Soldiers already experience much shame in their condition, but now it is their “self-stigma” which prevents them from seeking help. Surely this is a recipe for negatively affecting their willingness to come forward. Self-stigma cannot exist without external stigma. When soldiers suffering psychological injuries know that they could be booted from the military, this is known as “structural stigma” writ large. An institution that refuses to employ certain psychologically injured is clearly stigmatizing.

The military indoctrinates its employees unlike any other secular institution. It refers to itself as the “military family” and calls its employees “members.” Most of all, the Forces persistently and vehemently reinforce an ethos of “mission, soldier, self” — a deep psychological commitment by each and every member to place the institution and its goals first, care of one’s fellow soldiers second and then care of oneself last.

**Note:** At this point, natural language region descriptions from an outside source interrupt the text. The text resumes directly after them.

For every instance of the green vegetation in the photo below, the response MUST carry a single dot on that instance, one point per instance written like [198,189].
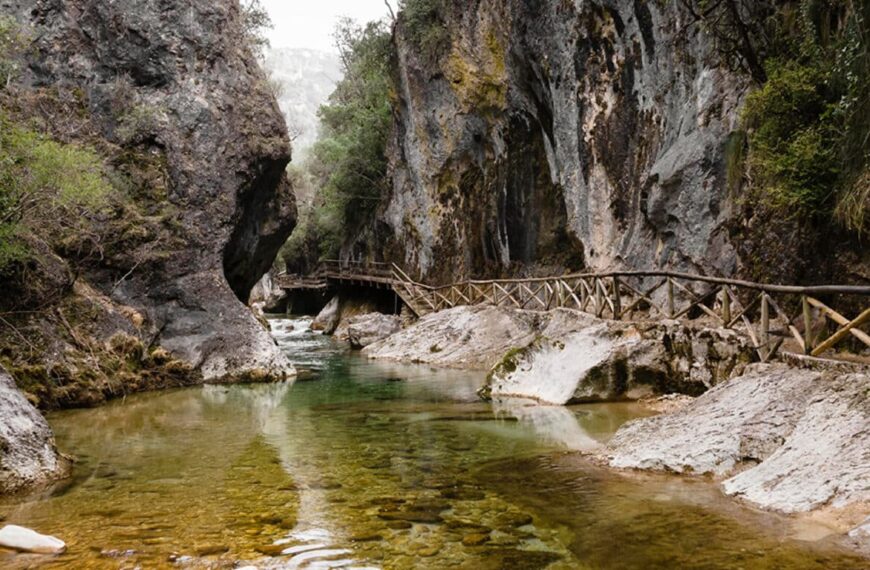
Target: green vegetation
[255,22]
[425,26]
[348,164]
[808,121]
[47,190]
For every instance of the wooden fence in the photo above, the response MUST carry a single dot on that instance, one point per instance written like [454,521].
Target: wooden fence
[813,328]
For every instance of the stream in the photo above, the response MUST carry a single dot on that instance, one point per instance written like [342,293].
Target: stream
[372,465]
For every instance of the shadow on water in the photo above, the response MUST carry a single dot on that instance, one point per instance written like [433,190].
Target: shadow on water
[377,466]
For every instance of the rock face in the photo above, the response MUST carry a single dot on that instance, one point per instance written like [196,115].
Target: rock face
[172,89]
[369,329]
[578,358]
[28,456]
[790,440]
[555,133]
[463,337]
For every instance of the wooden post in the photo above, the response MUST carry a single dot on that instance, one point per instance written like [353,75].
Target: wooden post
[617,299]
[599,302]
[808,326]
[726,306]
[765,322]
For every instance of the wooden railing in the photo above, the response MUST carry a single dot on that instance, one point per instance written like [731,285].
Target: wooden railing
[753,308]
[774,317]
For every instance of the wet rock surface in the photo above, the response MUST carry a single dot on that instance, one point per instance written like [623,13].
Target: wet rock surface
[566,356]
[786,439]
[464,337]
[365,330]
[28,456]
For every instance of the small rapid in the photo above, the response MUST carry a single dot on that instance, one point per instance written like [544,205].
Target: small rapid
[362,464]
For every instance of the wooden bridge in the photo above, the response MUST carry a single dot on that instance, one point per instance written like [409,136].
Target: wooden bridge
[776,318]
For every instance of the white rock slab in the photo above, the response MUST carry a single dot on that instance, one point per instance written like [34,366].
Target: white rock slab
[26,540]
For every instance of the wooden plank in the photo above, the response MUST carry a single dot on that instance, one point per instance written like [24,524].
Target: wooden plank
[696,301]
[842,333]
[507,295]
[786,323]
[808,325]
[645,297]
[573,296]
[839,319]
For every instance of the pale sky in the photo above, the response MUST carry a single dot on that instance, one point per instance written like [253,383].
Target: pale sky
[310,23]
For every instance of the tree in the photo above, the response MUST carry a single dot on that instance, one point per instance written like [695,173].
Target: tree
[255,22]
[740,28]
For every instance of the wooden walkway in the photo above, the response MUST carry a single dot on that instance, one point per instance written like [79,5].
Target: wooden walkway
[772,316]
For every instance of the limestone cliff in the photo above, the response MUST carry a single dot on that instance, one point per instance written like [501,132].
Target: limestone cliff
[553,134]
[172,96]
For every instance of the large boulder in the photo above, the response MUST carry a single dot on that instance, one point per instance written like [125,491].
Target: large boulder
[593,364]
[790,440]
[171,93]
[578,358]
[371,328]
[28,456]
[463,337]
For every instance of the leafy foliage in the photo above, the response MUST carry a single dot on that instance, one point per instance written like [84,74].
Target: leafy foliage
[807,123]
[47,189]
[348,165]
[426,29]
[255,22]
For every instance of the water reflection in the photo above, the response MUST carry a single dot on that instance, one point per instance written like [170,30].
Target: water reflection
[377,465]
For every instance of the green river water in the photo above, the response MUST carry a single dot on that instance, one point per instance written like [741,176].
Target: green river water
[379,466]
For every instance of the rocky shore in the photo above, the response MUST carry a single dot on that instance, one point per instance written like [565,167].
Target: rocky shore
[781,438]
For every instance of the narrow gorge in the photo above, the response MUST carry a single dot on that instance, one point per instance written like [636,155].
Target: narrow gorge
[542,284]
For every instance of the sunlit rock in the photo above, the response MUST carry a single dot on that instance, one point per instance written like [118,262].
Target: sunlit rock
[28,456]
[791,440]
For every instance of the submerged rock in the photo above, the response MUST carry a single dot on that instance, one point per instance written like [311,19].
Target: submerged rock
[463,337]
[369,329]
[327,320]
[28,456]
[790,440]
[26,540]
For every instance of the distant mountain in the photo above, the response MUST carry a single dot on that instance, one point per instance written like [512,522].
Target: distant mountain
[307,78]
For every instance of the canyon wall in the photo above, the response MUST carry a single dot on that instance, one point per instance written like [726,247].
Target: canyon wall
[171,95]
[553,135]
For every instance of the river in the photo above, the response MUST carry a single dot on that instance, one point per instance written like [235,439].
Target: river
[366,465]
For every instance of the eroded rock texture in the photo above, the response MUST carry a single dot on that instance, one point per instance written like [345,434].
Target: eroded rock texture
[170,92]
[553,134]
[28,456]
[790,440]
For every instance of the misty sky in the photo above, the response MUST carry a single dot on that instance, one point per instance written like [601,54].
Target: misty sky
[310,23]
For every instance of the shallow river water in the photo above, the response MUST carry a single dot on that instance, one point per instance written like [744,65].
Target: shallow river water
[379,466]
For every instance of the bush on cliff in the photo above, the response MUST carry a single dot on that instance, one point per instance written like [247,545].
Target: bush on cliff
[348,164]
[47,190]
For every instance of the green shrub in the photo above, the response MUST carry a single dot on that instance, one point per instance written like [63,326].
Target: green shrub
[348,165]
[426,29]
[47,189]
[808,124]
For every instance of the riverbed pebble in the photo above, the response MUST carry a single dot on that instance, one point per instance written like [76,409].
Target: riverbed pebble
[27,540]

How do psychologically-injured soldiers come forward for personal care let alone experience success after being kicked out of this all-encompassing military ‘family’ when their own care has been the last thing on their mind for sometimes decades?

In this military-first culture, is it surprising that sending uniformed individuals to investigate suicides fails to find a link between uniformed service, PTSD and suicide? The military link is crucial to receiving veterans’ benefits.

If military service is not to blame, why would any soldier come forward for help if both the illness is the soldier’s fault but also their reluctance in coming forward? How can any soldier trust an institution, which even after witnessing shame-filled, self-destructive deaths would completely absolve itself of any responsibility?